FIG. 1. — **The autophagic steps in mammalian cells**. Autophagy is initiated upon activation of upstream signals, and results in activation of ULK1 and class III PI3KC3. Elongation of the phagophore and maturation of autophagosome requires a conjugation system consisting of ATG3, ATG4, ATG5-ATG12, ATG7, ATG8 (or LC3), ATG10, and ATG16L. Cellular material targeted for degradation is marked by adaptor proteins such as p62 (or sequestosome 1), and then engulfed in autophagosomes. The mature autophagosome then fuses with lysosomes, and the cargo is degraded by lysosomal hydrolases. ATGs, autophagy related genes; ATP, adenosine triphosphate; PI3K3C, phosphatidylinositol-4,5-bisphosphate 3-kinase; ULK1, Unc-51-like kinase 1. Color images are available online.

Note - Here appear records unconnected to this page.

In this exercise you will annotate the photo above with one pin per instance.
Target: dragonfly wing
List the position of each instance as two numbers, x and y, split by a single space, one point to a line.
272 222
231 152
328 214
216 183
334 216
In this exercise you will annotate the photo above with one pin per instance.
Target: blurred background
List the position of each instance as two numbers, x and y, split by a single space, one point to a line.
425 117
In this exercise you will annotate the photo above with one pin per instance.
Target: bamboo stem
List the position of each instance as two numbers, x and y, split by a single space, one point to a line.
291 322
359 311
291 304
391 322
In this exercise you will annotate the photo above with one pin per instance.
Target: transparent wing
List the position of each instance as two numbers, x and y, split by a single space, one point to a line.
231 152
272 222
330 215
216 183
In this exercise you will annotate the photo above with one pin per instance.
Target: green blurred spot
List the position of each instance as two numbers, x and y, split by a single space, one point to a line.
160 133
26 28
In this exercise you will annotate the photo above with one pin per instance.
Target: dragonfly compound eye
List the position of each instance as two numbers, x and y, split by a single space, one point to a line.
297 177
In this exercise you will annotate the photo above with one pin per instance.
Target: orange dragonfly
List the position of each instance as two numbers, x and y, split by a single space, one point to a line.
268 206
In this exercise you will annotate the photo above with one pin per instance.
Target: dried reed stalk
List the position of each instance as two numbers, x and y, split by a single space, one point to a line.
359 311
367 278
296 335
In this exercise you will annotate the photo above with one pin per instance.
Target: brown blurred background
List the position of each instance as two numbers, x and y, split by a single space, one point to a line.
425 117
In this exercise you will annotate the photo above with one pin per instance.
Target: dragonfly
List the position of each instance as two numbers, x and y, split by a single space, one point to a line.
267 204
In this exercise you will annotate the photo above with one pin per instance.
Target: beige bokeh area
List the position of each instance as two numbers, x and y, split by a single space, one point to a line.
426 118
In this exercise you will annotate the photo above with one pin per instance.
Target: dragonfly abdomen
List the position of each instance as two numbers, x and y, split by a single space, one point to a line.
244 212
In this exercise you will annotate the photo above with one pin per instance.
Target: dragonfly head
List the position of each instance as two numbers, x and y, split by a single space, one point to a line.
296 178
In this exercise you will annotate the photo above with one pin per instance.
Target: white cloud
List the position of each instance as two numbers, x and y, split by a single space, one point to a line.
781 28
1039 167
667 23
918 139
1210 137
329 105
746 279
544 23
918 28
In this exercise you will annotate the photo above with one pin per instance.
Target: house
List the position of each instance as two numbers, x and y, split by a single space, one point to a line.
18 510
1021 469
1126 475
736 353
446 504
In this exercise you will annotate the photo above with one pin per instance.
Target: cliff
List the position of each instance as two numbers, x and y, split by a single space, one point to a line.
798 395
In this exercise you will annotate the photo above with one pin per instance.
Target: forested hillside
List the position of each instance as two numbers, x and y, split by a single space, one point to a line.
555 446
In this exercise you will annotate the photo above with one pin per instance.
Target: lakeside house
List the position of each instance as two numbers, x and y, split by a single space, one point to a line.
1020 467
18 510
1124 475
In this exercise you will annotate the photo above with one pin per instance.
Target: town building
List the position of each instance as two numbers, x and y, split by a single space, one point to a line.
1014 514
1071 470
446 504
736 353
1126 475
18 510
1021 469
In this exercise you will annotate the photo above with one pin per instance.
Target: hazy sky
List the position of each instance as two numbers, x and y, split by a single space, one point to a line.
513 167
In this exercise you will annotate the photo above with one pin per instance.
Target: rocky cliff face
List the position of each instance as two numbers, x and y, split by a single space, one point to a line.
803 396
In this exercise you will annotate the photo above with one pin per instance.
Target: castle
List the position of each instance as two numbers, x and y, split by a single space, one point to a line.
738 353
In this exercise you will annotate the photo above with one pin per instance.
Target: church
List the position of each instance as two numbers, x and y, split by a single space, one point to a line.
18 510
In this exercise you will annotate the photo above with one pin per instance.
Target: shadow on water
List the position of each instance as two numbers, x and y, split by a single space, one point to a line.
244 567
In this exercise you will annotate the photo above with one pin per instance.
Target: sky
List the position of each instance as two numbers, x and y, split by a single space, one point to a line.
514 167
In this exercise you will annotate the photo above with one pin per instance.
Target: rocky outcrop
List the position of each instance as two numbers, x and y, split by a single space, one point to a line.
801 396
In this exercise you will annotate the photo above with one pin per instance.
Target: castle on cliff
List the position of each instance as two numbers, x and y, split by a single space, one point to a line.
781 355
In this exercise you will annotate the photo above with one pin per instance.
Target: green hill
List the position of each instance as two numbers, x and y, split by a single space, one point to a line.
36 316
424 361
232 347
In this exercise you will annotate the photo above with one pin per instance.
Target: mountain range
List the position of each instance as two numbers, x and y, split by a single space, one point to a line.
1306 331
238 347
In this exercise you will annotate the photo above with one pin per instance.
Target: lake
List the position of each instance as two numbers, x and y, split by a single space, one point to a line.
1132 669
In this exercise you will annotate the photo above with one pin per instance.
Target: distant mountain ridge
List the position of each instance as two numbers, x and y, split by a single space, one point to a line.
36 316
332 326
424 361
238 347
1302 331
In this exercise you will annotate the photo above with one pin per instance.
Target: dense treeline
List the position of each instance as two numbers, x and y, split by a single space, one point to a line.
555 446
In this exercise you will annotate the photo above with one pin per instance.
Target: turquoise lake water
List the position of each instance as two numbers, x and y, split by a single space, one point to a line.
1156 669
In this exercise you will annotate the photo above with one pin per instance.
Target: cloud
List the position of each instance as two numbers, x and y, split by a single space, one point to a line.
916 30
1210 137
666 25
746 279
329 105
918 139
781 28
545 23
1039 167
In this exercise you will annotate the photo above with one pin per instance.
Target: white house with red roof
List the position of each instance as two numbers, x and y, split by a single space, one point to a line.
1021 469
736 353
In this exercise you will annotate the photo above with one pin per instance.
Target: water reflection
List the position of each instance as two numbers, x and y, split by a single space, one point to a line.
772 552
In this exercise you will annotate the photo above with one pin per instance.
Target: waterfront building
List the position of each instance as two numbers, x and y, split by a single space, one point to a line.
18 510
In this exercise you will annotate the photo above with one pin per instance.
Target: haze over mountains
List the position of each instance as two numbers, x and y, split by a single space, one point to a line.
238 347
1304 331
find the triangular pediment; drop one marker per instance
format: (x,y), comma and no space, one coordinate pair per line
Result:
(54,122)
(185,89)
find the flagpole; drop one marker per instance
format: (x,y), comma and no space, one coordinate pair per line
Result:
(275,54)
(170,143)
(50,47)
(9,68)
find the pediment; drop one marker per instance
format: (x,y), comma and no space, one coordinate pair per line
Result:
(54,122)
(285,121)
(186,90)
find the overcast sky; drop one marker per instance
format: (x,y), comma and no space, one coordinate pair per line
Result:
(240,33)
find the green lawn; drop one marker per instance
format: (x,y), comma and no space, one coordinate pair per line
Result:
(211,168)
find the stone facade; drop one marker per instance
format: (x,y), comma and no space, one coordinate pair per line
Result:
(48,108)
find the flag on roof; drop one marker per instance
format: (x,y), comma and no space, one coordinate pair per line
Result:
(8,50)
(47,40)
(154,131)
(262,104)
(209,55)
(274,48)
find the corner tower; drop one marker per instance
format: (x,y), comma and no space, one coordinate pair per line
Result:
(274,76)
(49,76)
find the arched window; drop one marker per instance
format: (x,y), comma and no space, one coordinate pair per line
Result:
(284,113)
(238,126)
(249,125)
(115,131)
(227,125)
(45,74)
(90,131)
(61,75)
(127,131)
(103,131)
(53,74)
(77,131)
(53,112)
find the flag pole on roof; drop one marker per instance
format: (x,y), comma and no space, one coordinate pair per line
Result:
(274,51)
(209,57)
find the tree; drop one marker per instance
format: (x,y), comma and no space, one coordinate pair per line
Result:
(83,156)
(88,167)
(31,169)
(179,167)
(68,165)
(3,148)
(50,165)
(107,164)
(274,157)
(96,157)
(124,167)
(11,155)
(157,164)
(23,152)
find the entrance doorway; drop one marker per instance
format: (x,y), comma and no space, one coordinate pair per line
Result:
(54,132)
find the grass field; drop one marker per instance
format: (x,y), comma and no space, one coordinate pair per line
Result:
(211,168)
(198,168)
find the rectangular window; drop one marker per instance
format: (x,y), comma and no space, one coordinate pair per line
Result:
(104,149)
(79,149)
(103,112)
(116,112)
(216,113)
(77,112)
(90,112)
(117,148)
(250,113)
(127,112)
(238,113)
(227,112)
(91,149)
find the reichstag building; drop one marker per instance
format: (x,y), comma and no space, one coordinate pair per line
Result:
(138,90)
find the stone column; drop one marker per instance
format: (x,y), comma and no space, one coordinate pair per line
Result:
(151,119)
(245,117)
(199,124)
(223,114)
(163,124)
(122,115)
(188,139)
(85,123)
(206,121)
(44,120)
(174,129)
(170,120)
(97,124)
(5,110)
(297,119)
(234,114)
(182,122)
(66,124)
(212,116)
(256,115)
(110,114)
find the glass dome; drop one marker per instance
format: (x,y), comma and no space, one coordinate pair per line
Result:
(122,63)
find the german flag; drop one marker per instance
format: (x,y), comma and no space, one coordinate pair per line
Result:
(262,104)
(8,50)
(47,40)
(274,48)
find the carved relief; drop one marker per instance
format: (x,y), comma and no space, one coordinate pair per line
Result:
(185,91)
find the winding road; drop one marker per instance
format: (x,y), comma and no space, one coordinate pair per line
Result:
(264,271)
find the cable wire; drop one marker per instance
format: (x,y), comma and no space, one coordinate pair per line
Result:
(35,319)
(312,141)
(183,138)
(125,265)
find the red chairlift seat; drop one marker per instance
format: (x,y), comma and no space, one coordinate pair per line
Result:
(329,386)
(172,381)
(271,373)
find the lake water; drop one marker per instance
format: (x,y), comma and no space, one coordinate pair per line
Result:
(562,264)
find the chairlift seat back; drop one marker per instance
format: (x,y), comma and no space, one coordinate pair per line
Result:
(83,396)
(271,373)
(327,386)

Because autophagy is an adaptive response to mainly nutrient stress, it is regulated predominantly by energy stress sensors such as the mammalian target of rapamycin (mTOR) and the adenosine monophosphate-activated protein kinase (AMPK) (Fig. 2). There are two distinct mTOR complexes: mTOR complex 1 (mTORC1) and mTOR complex 2 (mTORC2); however, only mTORC1 was shown to directly regulate autophagy (43). The mechanisms by which mTORC1 inhibit autophagy involve ULK1, which is phosphorylated and inactivated by mTORC1 in high nutrient conditions (38). In contrast, ULK1 is dephosphorylated and dissociated from mTORC1 under starvation (38). During nutritional stress (drop in adenosine triphosphate [ATP]) AMPK is activated, which leads to mTORC1 inactivation through phosphorylation and activation of the mTORC1 inhibitor tuberous sclerosis 2 (TSC2) (39). In addition, AMPK can activate ULK1 upon phosphorylation at various serine residues, thus activating autophagy (18). Aside from mTOR and AMPK, work on yeast identified protein kinase A (PKA) as an inhibitor of autophagy (124), an observation recently extended to mammalian cells (91, 111). The mechanisms by which PKA and its downstream transcription factor, cAMP response element binding (CREB) protein, negatively regulate autophagy in mammalian cells involved the transcription of Itm2a, a membrane protein that interferes with the vacuolar ATPase function and thus the autophagic flux (91). Relevant to adipose tissue, PKA was also shown to inhibit autophagy and mitophagy through the modulation of gene expression of the transcription factors Mitf and FoxO3 and their autophagic/lysosomal targets (1, 2, 10). This will be further discussed under the Autophagy/Mitophagy and Thermogenesis section. Another key transcriptional factor involved in autophagy regulation is the transcription factor EB (Tfeb). Tfeb is negatively regulated by mTORC1 and released upon starvation to induce the expression of genes involved in lysosomal biogenesis and lipid catabolism (110).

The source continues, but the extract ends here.